Neste terceiro número do ano de 2004, nossa Revista Eletrônica traz a seus leitores artigos relativos ao estudo de religiões não cristãs de procedência oriental. Trata-se de um número monográfico que busca detectar as tendências, desafios, transformações e reações que essas religiões, em expansão, provocam no mundo cristão. Há, assim, um cunho intercultural nos cinco artigos que constituem o tema central do presente número.
O primeiro deles trata do Islã, religião e cultura que se encontram no centro das atenções devido às conjunturas do momento mundial que estamos vivendo. Os demais artigos analisam a repercussão de algumas religiões de origem oriental - novas e da tradição - sobre o mundo cristão. A reflexão sobre o que se passa no mundo árabe é de Peter Demant, professor de História na USP. Como especialista em História da Ásia e em Relações Internacionais o autor se concentra em especial na análise das reações do Ocidente (leia, dos Estados Unidos) à maneira agressiva com que certos setores muçulmanos recebem a tentativa ocidental de impor seus interesses globais no Oriente Médio. No centro de sua atenção está o fenômeno do "terrorismo" ao qual recorrem grupos islâmicos que se ancoram em princípios e normas de seu livro sagrado, ameaçados pelos "valores" da modernidade ocidental. Não é a primeira vez que a REVER dedica espaço ao Islã, mas os interessantes aspectos políticos e religiosos indicados pelo Prof. Demant trazem elementos novos para a análise de uma situação cultural e religiosa em geral negligenciada e pouco conhecida entre nós.
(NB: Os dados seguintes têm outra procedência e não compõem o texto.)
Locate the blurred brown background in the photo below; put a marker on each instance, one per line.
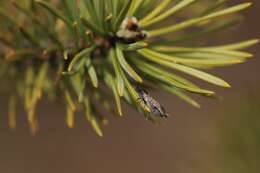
(187, 142)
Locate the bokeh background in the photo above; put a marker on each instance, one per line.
(222, 136)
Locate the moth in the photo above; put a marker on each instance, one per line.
(130, 31)
(155, 107)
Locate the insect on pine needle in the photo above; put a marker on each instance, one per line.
(156, 109)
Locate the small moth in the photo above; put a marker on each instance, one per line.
(130, 31)
(155, 107)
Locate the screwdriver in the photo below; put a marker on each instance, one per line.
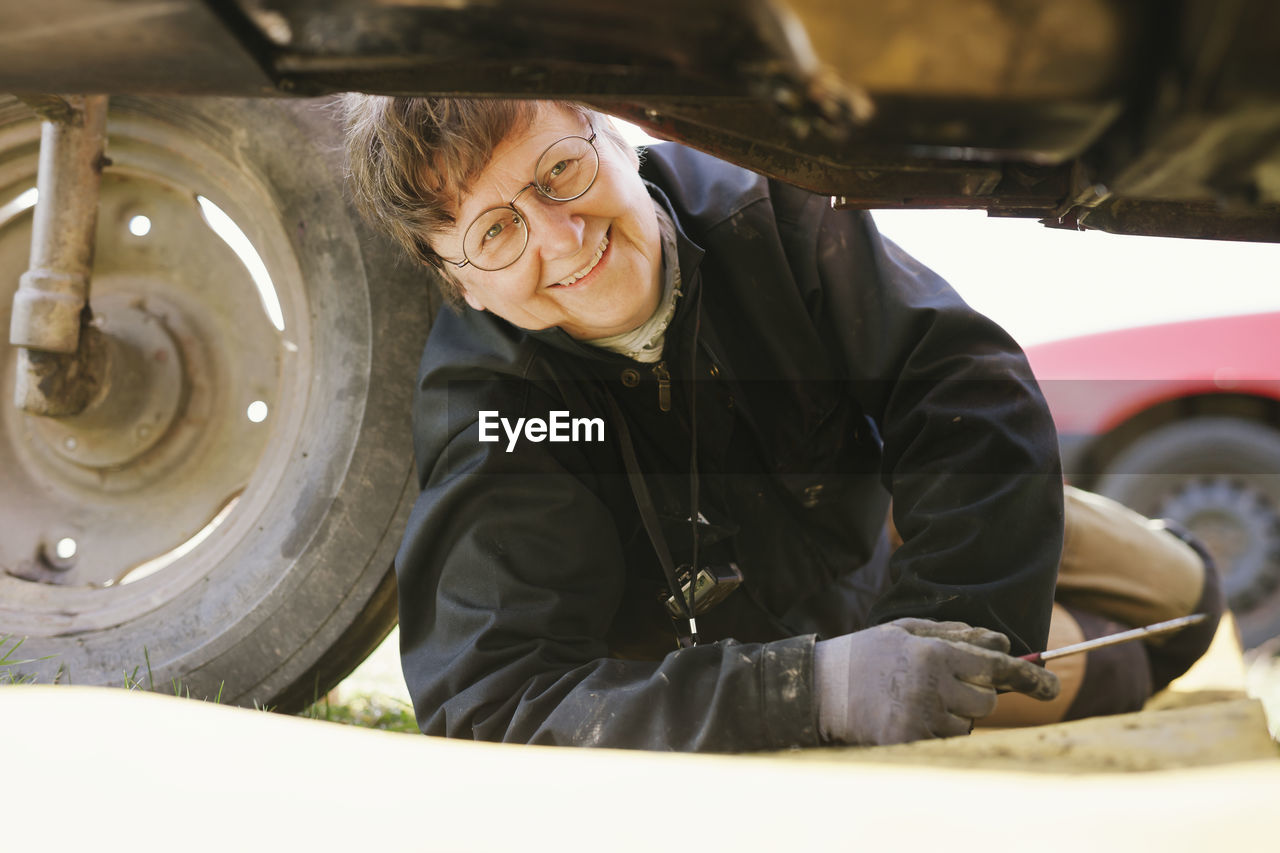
(1114, 639)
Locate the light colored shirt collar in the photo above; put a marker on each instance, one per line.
(644, 342)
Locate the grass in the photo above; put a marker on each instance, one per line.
(371, 711)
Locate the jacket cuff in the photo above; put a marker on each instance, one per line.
(787, 702)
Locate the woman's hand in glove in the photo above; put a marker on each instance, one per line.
(913, 678)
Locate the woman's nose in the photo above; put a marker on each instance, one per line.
(556, 227)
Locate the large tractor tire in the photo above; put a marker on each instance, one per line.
(229, 532)
(1219, 477)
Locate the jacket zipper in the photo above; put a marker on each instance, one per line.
(663, 386)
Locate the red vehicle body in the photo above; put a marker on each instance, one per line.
(1182, 420)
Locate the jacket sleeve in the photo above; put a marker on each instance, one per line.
(969, 448)
(510, 575)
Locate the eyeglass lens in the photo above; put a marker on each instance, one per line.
(498, 236)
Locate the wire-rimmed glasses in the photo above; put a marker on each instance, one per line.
(497, 238)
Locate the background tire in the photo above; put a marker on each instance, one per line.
(289, 525)
(1220, 477)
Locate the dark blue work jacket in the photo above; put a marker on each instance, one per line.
(823, 370)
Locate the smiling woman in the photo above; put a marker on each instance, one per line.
(593, 259)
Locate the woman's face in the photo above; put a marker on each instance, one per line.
(560, 279)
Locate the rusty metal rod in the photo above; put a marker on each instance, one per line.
(53, 292)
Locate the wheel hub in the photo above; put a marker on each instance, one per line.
(1239, 525)
(144, 389)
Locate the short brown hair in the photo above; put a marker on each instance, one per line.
(411, 159)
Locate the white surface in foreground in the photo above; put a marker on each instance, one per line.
(112, 770)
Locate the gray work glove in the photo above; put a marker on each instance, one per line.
(913, 679)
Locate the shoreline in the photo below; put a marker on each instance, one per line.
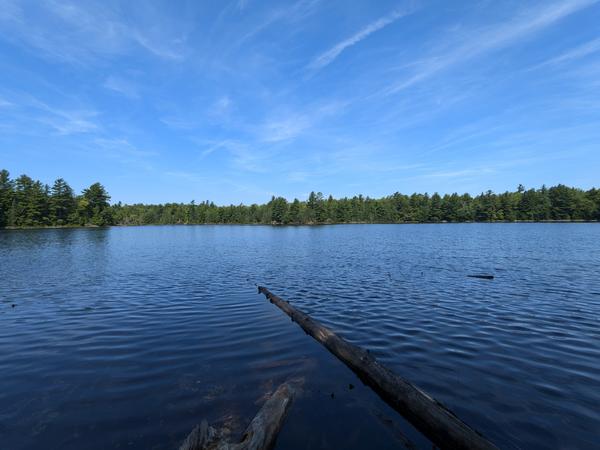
(60, 227)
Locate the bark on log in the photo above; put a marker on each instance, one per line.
(428, 415)
(262, 432)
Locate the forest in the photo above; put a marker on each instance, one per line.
(25, 202)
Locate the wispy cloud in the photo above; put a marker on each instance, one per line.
(88, 31)
(121, 86)
(478, 42)
(330, 55)
(581, 51)
(297, 11)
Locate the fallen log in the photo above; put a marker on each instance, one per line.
(429, 416)
(262, 432)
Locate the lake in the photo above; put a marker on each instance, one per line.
(128, 337)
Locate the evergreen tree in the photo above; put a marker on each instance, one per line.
(94, 207)
(62, 203)
(6, 197)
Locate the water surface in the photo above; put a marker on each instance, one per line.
(128, 337)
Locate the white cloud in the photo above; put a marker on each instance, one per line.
(478, 42)
(581, 51)
(87, 31)
(121, 86)
(330, 55)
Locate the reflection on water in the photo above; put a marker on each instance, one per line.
(127, 337)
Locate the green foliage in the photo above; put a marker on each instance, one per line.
(25, 202)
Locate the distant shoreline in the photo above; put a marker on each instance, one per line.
(278, 225)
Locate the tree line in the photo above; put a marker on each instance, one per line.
(25, 202)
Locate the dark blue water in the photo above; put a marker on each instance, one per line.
(128, 337)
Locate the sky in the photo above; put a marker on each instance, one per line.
(236, 101)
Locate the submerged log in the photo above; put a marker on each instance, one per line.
(262, 432)
(429, 416)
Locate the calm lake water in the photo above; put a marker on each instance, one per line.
(128, 337)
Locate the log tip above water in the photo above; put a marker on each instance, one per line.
(483, 277)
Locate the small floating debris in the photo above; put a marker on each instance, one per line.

O segundo texto, de Masanobu Yamada, da Universidade de Tenri, do Japão, enfrenta a questão da relação entre três "novas religiões" de origem japonesa com duas outras de matriz pentecostal-cristã. O autor compara a reação de brasileiros convertidos ao Seichô-no-Ie, Perfect Liberty e Tenrikyô com a de cristãos carismáticos, protestantes e católicos. Levanta diversos aspectos que diferenciam um e outro dos dois grupos e estabelece parâmetros comparativos entre ambos, tendo como eixo da análise a concepção vitalista da salvação.
Um jovem pesquisador paranaense que vem se dedicando ao estudo das artes marciais no Brasil reflete sobre as respostas que alguns pensadores cristãos buscam dar à penetração e popularização do Yoga em nosso e em outros países de tradição religiosa cristã. Rodrigo W. Apolloni descreve o que dizem alguns destes autores e grupos pioneiros no diálogo da ascese e espiritualidade cristãs com o yoga. Tenta levantar elementos teóricos para uma melhor compreensão da aproximação entre práticas culturais tradicionalmente distanciadas entre si.
Também Rafael Shoji, outro jovem estudioso das religiões orientais no Brasil, escolhe como tema de seu texto a chave da interculturalidade. Refere-se em seu estudo ao Budismo Chinês e Coreano, agora presentes no Brasil em virtude de uma significativa migração de coreanos e chineses. É uma temática quase inédita nas Ciências da Religião do Brasil. A aculturação dessas duas modalidades ao campo religioso brasileiro é comparada ao que se passou com o Budismo de extração japonesa. Shoji abre promissoras perspectivas para futuros estudos.
O último artigo é de Andréa G.S. Tomita. Seu trabalho vai igualmente na direção da interculturalidade. Os objetos de sua atenção são a Igreja Messiânica Mundial e a Perfect Liberty, duas expressões religiosas que já gozam de garantida presença no Brasil. Para a autora, que é Mestra em Língua, Literatura e Cultura Japonesa, na USP, as características orientais dessas duas neo-religiões foram "traduzidas" para a cultura religiosa de base existente no Brasil e passaram, com isto, a ser uma ponte entre os universos religiosos e culturais do Oriente e do Brasil.
Em sua secção "Intercâmbio" nossa Revista acolheu uma investigação realizada pela Professora Maria Ângela V.M.F. de Almeida, da PUC-SP. O estudo, à diferença dos artigos que compõem as monografias anteriores, nasceu da observação de um fenômeno religioso típico da religiosidade popular brasileira: o culto às almas dos mortos. Usando recursos sociológicos e antropológicos é enfocado o imaginário da morte presente em grupos católico-populares. Na análise de comportamentos concretos presentes no centro da cidade de São Paulo a autora discute a interação entre esses ritos e tradições com as circunstâncias e incidências sociais da trepidante realidade de quem vive e sobrevive na trepidante megalópole paulista.
A Comissão Editorial de REVER deseja aos leitores uma leitura proveitosa do rico material que lhes oferece no presente número.